Newsgroups: comp.text
Path: utzoo!sq!lee
From: lee@sq.sq.com (Liam R. E. Quin)
Subject: Re: SGML question
Message-ID: <1990Sep11.144937.1860@sq.sq.com>
Keywords: SGML, ambiguity
Organization: SoftQuad Inc.
References: <583@helios.prosys.se> <141873@sun.Eng.Sun.COM> <1990Sep10.170717.7993@unx.sas.com>
Date: Tue, 11 Sep 90 14:49:37 GMT
Lines: 32

tut@cairo.Sun.COM (Bill "Bill" Tuthill) writes:
> [...] Unicode, a 16-bit code set that includes all known languages of the
> world in a single, interchangeable code set.

bts@unx.sas.com (Brian T. Schellenberger) writes:
> [...] still coming in at less than 32,000 characters.  Thus, it can easily
> be fit into 15 bits.  [Then] the 127 most common chacters [could fit in] 7
> bits.  Then if the eighth bit is set, we know it starts a 15-bit character.
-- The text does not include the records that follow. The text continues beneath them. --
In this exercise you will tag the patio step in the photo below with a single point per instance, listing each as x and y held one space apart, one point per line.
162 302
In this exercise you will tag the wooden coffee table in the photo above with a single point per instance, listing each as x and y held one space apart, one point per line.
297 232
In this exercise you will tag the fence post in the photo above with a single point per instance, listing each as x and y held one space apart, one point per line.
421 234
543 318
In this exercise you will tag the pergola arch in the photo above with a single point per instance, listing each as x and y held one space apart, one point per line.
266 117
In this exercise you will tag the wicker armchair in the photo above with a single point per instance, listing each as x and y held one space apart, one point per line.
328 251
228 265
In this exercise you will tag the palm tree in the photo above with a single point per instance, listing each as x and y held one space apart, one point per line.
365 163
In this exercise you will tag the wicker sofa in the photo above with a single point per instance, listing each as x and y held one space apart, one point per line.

It might make more sense to mandate that _all_ of the bytes of such an
extended character, except the last, have the top bit set.  Then there is
no limit imposed on the number of characters, although of course some
software might croak on 48-bit characters :-)  This also means that your
files aren't twice as big, or even four times as big, and you can still use
lots of glyphs.

This does mean that algorithms such as Boyer-Moore pattern matching have to
look at at most one extra byte per probe in some cases, to ensure that a
match isn't the last byte of a multi-byte character.  With a shift, you'd
have to look at every byte in the input to remember the current mode.
With four-byte encodings you could have to look at up to three bytes.  So
my scheme is no worse than a plain two-byte encoding in this way either.

You should also look at the work in progress by ISO committees such as
ISO/IEC JTC 1/SC 18/WG8 on Font Information Interchange (e.g. N1036), and
at ISO/IEC/DIS 9541-1.  They're busily working on ways of transmitting font
and glyph information about the place...

Lee
-- 
Liam R. E. Quin,  lee@sq.com, SoftQuad Inc., Toronto, +1 (416) 963-8337
/text/humour/quote: No such file or directory